The carefulness knob

Scope, timelines, and “carefulness”

  • Many argue the real lever isn’t “be more careful” but “do less”: clarify what won’t be built, cut low‑ROI features, and avoid overspecified requirements.
  • Several anecdotes show big time savings when engineers speak directly with stakeholders, revealing that “big” asks can be solved by tiny changes.
  • Some feel the industry has drifted from this discipline, with engineers pushed away from clients and forced to sacrifice quality instead of scope.

Risk, incidents, and postmortems

  • Multiple comments emphasize explicit risk management: probability × impact, with clear choices between prevention, mitigation, and remediation.
  • Some leaders deliberately choose “do nothing” after one‑off incidents, stressing that every safeguard has a cost and overreaction leads to slowdown.
  • Others push for safety nets, faster rollback, and better monitoring rather than blanket “be more careful” directives.

Debate over the “carefulness knob” metaphor

  • Supporters see it as a useful way to frame the tradeoff: too little care causes incidents that erase any speed gains; too much care slows delivery.
  • Critics argue the metaphor is childish or misleading, preferring concrete discussions about specific risks, processes, and data.
  • There is extended debate about the graph in the article (shape, slope, anchoring), with some warning that imprecise visuals invite unproductive bargaining in real meetings.

Process, bureaucracy, and over‑carefulness

  • Many warn that each incident spawning a new check or approval leads to “grandpa’s keys”–style process accretion and bureaucratic misery.
  • Some note cultural tendencies (e.g., heavy process, spreadsheets, manual approvals) that slow teams without clearly improving outcomes.
  • Others counter that well‑chosen processes and guardrails can both reduce incidents and speed work, if regularly re‑evaluated and pruned.

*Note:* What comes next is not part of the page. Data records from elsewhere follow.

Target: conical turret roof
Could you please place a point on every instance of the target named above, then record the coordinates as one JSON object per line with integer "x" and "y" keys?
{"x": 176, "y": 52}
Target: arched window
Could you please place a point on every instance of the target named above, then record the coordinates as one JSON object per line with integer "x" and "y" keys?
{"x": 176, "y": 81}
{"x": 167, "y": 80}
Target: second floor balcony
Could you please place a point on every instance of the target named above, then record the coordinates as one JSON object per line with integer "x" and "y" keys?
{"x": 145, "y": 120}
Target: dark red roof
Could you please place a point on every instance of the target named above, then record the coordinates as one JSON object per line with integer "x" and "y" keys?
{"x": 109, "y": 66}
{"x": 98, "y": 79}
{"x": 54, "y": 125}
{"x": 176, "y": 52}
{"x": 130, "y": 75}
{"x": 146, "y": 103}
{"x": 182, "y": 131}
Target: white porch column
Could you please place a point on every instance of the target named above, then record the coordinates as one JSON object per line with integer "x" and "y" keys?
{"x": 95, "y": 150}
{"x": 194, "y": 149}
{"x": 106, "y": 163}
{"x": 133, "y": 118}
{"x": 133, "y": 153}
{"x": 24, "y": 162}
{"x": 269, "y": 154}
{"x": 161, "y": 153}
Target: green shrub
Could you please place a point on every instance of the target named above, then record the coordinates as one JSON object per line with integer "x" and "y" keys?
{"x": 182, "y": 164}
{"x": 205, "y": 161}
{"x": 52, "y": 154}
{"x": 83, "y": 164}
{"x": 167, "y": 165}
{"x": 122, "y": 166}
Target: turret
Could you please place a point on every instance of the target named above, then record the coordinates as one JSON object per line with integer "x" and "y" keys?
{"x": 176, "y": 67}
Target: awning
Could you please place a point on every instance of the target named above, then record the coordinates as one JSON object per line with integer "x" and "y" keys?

Management, responsibility, and decision rights

  • Strong view: don’t negotiate core quality/safety standards feature‑by‑feature; negotiate scope and priorities instead.
  • Disagreement over who should own risk decisions: some say safety level is a management call; others stress engineers remain ethically responsible.
  • Several comments criticize managers who push “go faster” without understanding tradeoffs; others defend competent management as essential to avoid building the wrong thing.

Automation and tooling

  • Multiple comments stress that improving build times, tests, linters, and rollback tools is often a better use of “carefulness” than manual scrutiny.
  • Emphasis that “things occasionally breaking” is acceptable; the goal is predictable risk with good recovery and clear SLAs, not zero incidents.